E l’Italia? Il nostro Paese, l’unico al mondo a non inviare nemmeno un ministro a New York, ha detto che, come altri Paesi europei, preciserà le dimensioni del proprio contributo soltanto dopo il G8 di Genova del 20-22 luglio. Perché saranno i Grandi a decidere come e quanti soldi si muoveranno in concreto. Roma, per ora, propone una rete di collaborazione sanitaria tra gli ospedali dell’Ue e quelli dell’Africa.
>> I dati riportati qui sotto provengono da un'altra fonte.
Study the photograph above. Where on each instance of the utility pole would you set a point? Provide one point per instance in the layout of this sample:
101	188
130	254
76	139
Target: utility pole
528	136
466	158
Partendo naturalmente dalla parte più vicina, quella che si affaccia sul Mediterraneo, che però non è stata mai toccata dalle dimensioni paurose dell’epidemia subsahariana.

Eppure il Fondo comune è nato e inizierà a operare ufficialmente dal 1 gennaio dell’anno prossimo. Viva il Fondo allora? Forse, perché è pur sempre qualcosa. Ma se anche la montagna dell’Onu ha partorito alla fine un topolino sarà difficile inseguire un’epidemia che in Africa viaggia tre volte più veloce di ogni attuale aiuto internazionale. Cosa risponde Annan? Che, comunque sia andata, è stato lo stesso un successo. Perché "ora le Nazioni Unite hanno un chiaro piano di battaglia", ha detto nel discorso conclusivo. Glissando sui contrasti e lasciando da parte il suo "sogno" da 10 miliardi di dollari.